Lisa: NYC lawyer and mom of the group. One of the few lawyers I've been around (and I say this lovingly as approximately 90% of my family is lawyers) who doesn't act or talk like a lawyer. She has asthma and the perpetual cloud of dust we worked in (my lungs are coated with dirt) took its toll, but she hung in there like a trooper. She's traveled and lived a lot, and I loved listening to her stories of exotic safaris in Africa or meeting Joe Biden (slightly less exotic but a really great story).

John: At the end of the week, we all got superlatives and John was absolutely a non-brainer for "Best Team Player." John is a retired LA fireman and former military, and just an all around great human being. He made sure we were all safe and okay in a fatherly way, translated for us (his parents are Mexican so he's bilingual), worked his butt off in the 98 degree weather (he was my partner in ditch digging), and even brought candy and pencils for the kids from home. Just a really awesome guy.

Robyn: Robyn is a high-powered NYC banker, and in my mind, that is incredibly scary and intimidating (I picture lots of yelling in board rooms because my only real banking reference point is movies and Monopoly). But in yet another example of how you can never get a sense of a person on paper alone, Robyn turned out to be a warm hearted, fun, and hilarious girl that was in no way intimidating or scary. Plus she's traveled all over the world and competes in dance tournaments. And she could talk for hours about dessert, which is always the mark of a good person.

Sam and Shwan: Another set of friends on the trip. Both just graduated with Harvard MBAs, and so clearly ridiculously intelligent and ambitious, but also really, really funny and easy going. Sam is also a giant in Nicaragua (the men there are generally not very tall and he is very tall), but a gentle giant who struck up an adorable friendship with one of the little boys on the site named Samuel. Sam is also the one on our trip who got locked in the bathroom on our slightly disastrous dinner I wrote about in my last post (doesn't that story become even funnier when it's a very tall man locked in the bathroom?), but he took that and everything else with good humor. Shwan went to Berkeley and so has that easy going Californian thing to offset what I'm sure is scary intelligence. Both of these guys are engaged and could not have shown more adorable love than when they talked about their fiances back home.

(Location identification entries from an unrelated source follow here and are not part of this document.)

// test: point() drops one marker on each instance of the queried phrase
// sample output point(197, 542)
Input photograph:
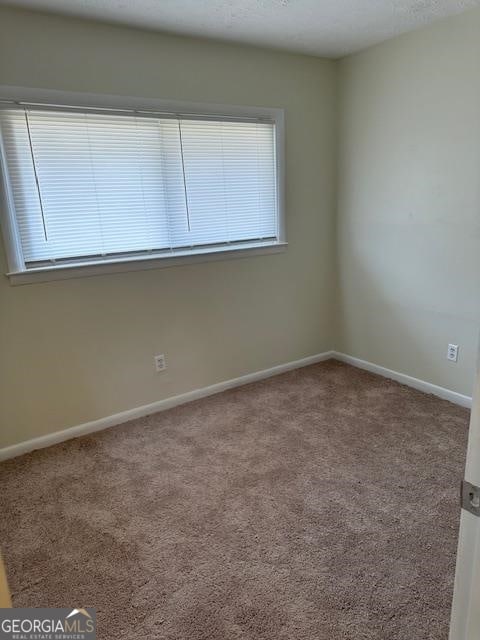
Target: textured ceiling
point(321, 27)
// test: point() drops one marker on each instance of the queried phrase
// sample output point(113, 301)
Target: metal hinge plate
point(470, 498)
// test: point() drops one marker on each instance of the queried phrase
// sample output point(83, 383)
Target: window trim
point(18, 274)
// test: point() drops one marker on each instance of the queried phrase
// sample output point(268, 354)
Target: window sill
point(122, 265)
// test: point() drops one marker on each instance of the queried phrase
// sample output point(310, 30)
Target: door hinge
point(470, 498)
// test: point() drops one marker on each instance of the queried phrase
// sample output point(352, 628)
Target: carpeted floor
point(318, 505)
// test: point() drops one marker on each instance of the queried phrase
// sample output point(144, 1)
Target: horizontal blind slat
point(88, 184)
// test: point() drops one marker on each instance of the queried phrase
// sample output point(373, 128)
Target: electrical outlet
point(452, 352)
point(160, 363)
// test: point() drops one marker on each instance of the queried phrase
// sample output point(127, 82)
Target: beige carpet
point(318, 505)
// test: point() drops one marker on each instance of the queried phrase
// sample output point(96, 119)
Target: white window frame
point(17, 272)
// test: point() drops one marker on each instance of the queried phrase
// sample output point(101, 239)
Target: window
point(86, 186)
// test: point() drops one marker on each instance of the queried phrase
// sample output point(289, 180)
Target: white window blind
point(92, 185)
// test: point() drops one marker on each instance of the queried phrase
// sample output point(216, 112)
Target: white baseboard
point(421, 385)
point(161, 405)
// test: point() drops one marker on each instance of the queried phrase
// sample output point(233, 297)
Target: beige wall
point(402, 281)
point(409, 202)
point(77, 350)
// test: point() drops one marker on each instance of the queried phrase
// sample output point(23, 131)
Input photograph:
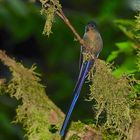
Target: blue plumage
point(83, 73)
point(93, 42)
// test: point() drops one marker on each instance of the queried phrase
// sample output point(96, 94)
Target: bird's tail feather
point(83, 73)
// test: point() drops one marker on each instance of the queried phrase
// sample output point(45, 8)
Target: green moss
point(110, 95)
point(77, 126)
point(49, 12)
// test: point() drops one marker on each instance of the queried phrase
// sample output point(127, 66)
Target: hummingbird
point(93, 45)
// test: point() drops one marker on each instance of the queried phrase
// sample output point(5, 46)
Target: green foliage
point(110, 96)
point(36, 111)
point(49, 9)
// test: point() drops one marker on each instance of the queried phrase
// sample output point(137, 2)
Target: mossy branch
point(40, 117)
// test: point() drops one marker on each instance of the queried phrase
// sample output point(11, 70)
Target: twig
point(66, 20)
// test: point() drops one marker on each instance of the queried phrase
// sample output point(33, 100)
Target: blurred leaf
point(112, 56)
point(128, 67)
point(127, 27)
point(123, 47)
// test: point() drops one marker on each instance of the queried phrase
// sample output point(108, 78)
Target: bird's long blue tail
point(83, 73)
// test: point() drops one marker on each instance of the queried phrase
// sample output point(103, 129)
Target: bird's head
point(90, 26)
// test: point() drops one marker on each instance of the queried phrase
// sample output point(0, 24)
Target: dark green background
point(56, 57)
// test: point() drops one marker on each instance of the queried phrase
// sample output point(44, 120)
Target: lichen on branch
point(110, 95)
point(49, 9)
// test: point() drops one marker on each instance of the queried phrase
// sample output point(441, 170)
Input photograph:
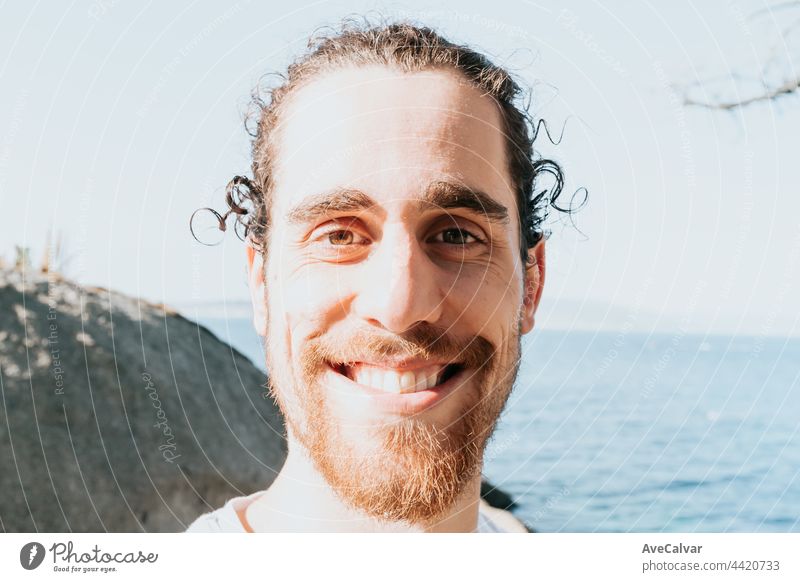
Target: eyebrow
point(440, 194)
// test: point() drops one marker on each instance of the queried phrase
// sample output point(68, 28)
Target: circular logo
point(31, 555)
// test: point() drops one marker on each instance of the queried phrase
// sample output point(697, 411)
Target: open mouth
point(398, 381)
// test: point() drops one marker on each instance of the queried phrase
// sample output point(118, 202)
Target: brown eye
point(340, 237)
point(458, 236)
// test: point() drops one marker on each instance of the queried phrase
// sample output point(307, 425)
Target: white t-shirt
point(226, 520)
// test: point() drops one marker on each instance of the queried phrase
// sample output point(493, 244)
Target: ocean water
point(617, 432)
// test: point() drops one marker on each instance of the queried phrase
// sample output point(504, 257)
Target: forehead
point(390, 134)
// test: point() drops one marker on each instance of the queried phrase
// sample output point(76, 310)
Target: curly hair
point(408, 48)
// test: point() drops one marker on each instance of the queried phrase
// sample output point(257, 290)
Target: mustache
point(425, 341)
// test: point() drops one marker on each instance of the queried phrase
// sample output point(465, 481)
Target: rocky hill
point(121, 415)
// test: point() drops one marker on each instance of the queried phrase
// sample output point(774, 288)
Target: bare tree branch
point(784, 89)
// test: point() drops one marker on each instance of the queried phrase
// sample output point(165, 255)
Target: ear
point(534, 283)
point(255, 279)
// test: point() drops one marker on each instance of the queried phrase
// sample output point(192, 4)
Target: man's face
point(394, 298)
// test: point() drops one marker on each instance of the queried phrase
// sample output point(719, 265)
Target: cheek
point(491, 305)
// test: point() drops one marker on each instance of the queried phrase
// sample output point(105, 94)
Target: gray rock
point(121, 415)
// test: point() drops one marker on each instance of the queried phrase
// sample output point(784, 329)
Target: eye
point(341, 237)
point(458, 236)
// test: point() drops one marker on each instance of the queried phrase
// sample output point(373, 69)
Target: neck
point(300, 500)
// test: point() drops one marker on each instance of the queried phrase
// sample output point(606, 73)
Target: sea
point(639, 432)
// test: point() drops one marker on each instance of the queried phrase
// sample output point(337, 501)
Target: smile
point(398, 381)
point(402, 389)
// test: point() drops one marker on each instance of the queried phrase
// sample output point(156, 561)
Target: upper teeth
point(396, 381)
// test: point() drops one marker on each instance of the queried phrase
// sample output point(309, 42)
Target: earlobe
point(255, 279)
point(534, 283)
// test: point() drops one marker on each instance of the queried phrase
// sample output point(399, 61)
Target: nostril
point(449, 371)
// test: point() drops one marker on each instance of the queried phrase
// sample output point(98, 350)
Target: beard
point(407, 469)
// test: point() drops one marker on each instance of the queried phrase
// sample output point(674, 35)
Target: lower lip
point(405, 404)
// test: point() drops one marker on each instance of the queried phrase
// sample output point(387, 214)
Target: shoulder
point(223, 520)
point(494, 520)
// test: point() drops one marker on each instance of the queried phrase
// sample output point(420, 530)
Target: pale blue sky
point(118, 119)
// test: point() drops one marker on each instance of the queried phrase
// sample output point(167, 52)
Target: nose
point(400, 286)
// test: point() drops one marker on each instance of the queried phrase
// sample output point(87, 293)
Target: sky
point(118, 119)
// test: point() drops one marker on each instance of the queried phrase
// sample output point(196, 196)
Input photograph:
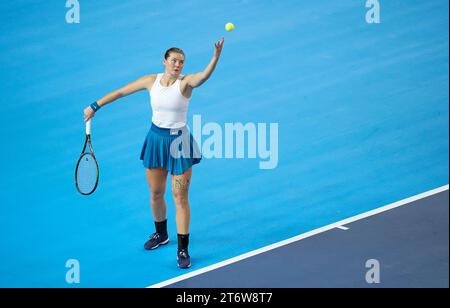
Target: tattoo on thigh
point(182, 184)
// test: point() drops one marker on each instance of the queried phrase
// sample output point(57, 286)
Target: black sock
point(161, 227)
point(183, 241)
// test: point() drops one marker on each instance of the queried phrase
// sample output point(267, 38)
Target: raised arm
point(196, 80)
point(133, 87)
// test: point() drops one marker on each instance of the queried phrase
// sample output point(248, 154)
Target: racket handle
point(88, 127)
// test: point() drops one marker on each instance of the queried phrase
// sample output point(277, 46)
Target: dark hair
point(173, 49)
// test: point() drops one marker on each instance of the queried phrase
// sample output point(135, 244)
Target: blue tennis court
point(359, 115)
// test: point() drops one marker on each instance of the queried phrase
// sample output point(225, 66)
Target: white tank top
point(169, 106)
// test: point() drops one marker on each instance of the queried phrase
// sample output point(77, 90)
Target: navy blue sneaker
point(156, 239)
point(184, 260)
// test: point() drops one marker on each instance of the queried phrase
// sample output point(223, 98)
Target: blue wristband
point(95, 106)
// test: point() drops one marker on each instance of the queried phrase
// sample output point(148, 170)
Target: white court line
point(343, 228)
point(302, 236)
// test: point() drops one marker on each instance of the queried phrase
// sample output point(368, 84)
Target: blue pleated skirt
point(172, 149)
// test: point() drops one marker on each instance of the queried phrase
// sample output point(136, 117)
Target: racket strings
point(87, 174)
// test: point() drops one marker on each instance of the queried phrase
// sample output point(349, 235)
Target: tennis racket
point(86, 171)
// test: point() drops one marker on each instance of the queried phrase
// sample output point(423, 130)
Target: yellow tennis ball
point(229, 27)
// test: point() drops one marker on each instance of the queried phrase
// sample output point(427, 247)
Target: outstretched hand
point(218, 47)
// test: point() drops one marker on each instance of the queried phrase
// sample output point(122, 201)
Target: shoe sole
point(162, 243)
point(184, 267)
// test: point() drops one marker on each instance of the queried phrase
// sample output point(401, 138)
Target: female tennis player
point(170, 93)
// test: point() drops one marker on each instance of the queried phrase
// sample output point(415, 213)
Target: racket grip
point(88, 127)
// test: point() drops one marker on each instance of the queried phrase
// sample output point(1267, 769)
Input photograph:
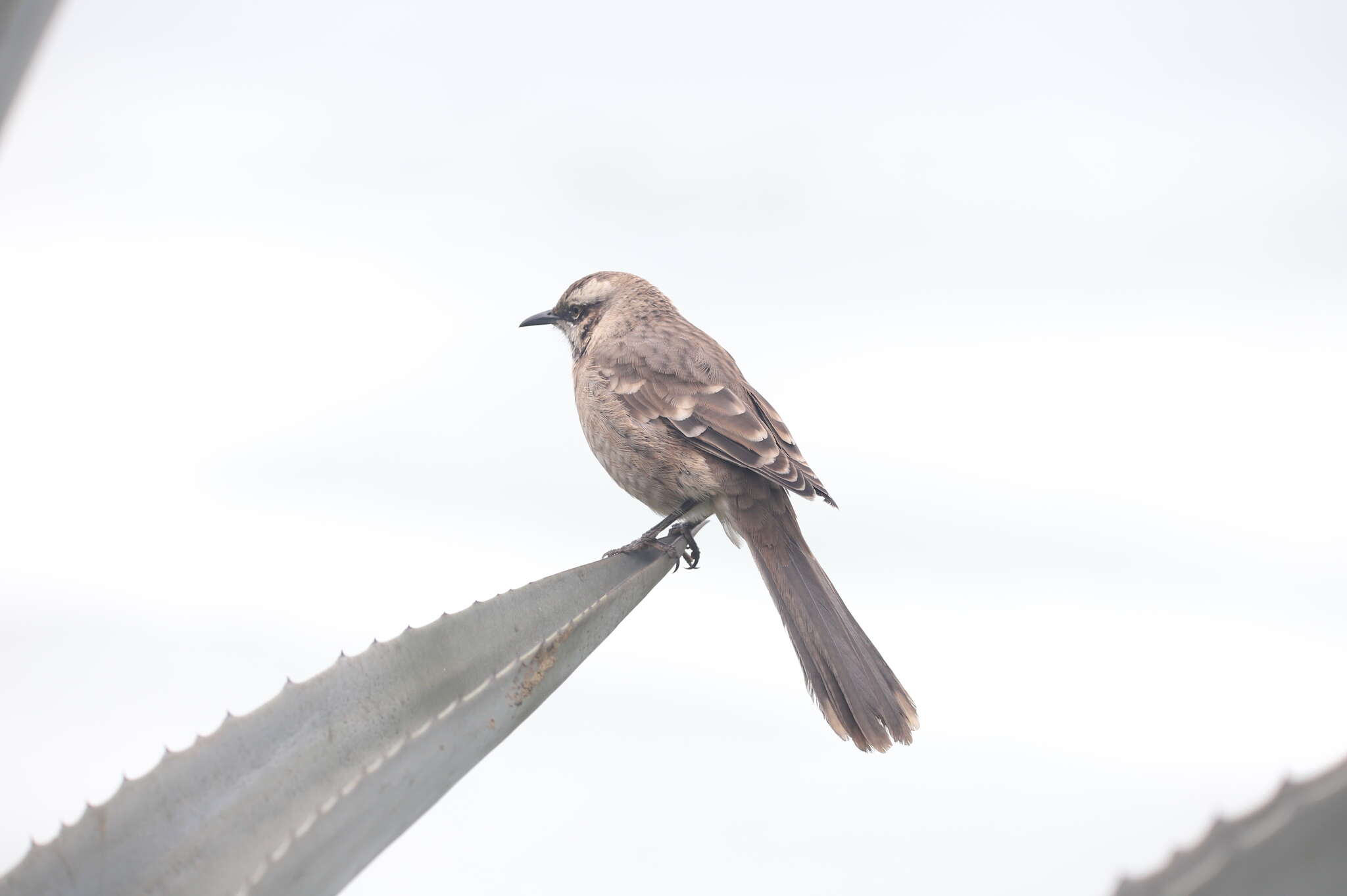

Mike: An engineer and another very smart person (Habitat Global Village trips draw in some really ambitious, driven personalities, with some creative, free spirit, quieter types thrown in for good measure (can you guess which one I fall into?). Mike was one of the first people MK and I met when we arrived  and he was the last one we said goodbye to at the Houston airport (after dinner at Chile's when we all got really excited about being able to drink tap water again). He was our group photographer, one of the hardest workers (and best at all that technical construction stuff that I kind of just winged until our mason corrected me), and one of the funniest people on the team.

Sahana: Sahana was MK and I's third roomie, and I absolutely love this girl. She's 19 but so together than it makes me a little ashamed of my 19 year old self. She's a lifelong vegetarian, child of Indian immigrants, and doesn't drink (and she goes to University of Georgia, you practically get drunk there just walking around). She seems to be completely herself, which again is no mean feat at 19 years old (or any age). She competed with Robyn for biggest sweet tooth on the trip, and as her roomates we had access to a ridiculous assortment of yummy food. She was also hands down the best shopper on the trip, especially since our two market trips were timed (15 minutes for the first and 45 for the second, as Sahana joked it was just like the Amazing Race). MK and I are already planning a trip to Athens to see her again, and pretend we're 19 year old college students again (rooming with a 19 year old also made me realize how old I am, because I was ready for bed at like 9pm every night, and when I was 19 9pm was when I started to get ready to go out for the night).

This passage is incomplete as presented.